Search code examples
hadoophdfshortonworks-data-platformhigh-availabilitybigdata

Hadoop HA Namenode goes down with the Error: flush failed for required journal (JournalAndStream(mgr=QJM to [< ip >:8485, < ip >:8485, < ip >:8485]))


Hadoop Namenode goes down almost everyday once.

FATAL namenode.FSEditLog (JournalSet.java:mapJournalsAndReportErrors(398)) - 

**Error: flush failed for required journal** (JournalAndStream(mgr=QJM to [< ip >:8485, < ip >:8485, < ip >:8485], stream=QuorumOutputStream starting at txid <>))
java.io.IOException: Timed out waiting 20000ms for a quorum of nodes to respond.
    at org.apache.hadoop.hdfs.qjournal.client.AsyncLoggerSet.waitForWriteQuorum(AsyncLoggerSet.java:137)
    at org.apache.hadoop.hdfs.qjournal.client.QuorumOutputStream.flushAndSync(QuorumOutputStream.java:107)
    at org.apache.hadoop.hdfs.server.namenode.EditLogOutputStream.flush(EditLogOutputStream.java:113)
    at 

Can someone suggest what are the things that I need to look into for resolving this issue?

I am using VMs for the journal nodes and master nodes. Does it cause any issue?


Solution

  • In my case, this issue was caused due to the difference in the system time between the nodes of the cluster.

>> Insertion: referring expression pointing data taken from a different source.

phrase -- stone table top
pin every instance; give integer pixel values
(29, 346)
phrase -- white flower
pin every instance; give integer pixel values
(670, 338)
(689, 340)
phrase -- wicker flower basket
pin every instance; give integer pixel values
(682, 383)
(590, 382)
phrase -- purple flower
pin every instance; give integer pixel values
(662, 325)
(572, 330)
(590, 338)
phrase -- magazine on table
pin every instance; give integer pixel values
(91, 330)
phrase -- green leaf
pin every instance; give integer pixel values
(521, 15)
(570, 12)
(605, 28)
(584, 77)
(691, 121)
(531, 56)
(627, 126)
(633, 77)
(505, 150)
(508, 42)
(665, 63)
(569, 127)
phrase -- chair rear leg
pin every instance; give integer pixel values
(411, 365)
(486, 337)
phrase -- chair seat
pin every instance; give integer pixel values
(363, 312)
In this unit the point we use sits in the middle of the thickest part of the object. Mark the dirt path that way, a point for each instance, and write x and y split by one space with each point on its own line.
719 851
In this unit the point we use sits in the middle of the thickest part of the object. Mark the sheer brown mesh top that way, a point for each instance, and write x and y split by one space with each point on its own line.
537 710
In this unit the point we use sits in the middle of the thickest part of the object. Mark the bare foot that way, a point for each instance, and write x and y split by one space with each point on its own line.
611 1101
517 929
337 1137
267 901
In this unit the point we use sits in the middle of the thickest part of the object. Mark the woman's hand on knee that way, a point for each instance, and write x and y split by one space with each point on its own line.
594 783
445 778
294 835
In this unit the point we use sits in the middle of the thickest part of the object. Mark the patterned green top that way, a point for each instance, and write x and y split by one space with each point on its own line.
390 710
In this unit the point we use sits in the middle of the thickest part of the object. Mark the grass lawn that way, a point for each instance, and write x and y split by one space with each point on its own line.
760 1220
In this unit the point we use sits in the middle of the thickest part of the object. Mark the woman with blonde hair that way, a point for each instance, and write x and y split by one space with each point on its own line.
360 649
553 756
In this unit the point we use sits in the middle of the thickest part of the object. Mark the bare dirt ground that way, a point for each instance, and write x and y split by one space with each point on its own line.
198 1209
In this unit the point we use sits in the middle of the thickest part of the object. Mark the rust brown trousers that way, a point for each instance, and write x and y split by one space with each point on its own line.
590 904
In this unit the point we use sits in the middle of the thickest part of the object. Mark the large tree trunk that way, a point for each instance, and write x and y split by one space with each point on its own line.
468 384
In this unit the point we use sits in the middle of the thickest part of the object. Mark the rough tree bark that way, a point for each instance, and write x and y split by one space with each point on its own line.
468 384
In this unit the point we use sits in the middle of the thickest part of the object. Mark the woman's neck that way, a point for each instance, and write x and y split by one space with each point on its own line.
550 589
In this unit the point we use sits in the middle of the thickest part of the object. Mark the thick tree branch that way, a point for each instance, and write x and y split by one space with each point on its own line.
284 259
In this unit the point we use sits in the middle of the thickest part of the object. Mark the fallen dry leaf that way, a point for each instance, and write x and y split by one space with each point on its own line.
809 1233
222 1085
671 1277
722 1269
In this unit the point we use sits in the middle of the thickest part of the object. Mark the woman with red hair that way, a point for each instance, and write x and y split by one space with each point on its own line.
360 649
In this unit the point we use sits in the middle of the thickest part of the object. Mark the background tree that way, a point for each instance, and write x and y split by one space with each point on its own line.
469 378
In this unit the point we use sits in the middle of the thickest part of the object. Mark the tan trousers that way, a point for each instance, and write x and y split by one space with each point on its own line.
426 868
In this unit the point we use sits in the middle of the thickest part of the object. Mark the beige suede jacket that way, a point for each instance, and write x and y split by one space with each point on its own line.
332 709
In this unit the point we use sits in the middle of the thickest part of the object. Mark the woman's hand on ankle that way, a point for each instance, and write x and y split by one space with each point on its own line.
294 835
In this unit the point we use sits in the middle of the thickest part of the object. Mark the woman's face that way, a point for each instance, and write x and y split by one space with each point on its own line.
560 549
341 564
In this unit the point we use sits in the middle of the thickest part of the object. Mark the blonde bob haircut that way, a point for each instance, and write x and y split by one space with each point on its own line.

    To keep the system time in sync, we can execute the commands below in each node.

    sudo service ntpd stop
    
    sudo ntpdate pool.ntp.org  # Run this command multiple times
    
    sudo service ntpd start
    

    If hue is down, run below command on the hue server machine

    sudo service hue start
    

    If namenode is down, start the namenode.

    Recurring fix

    Add a crontab for the root user on all the nodes of the environment.

    or

    Install VM tools, to keep the system time in sync.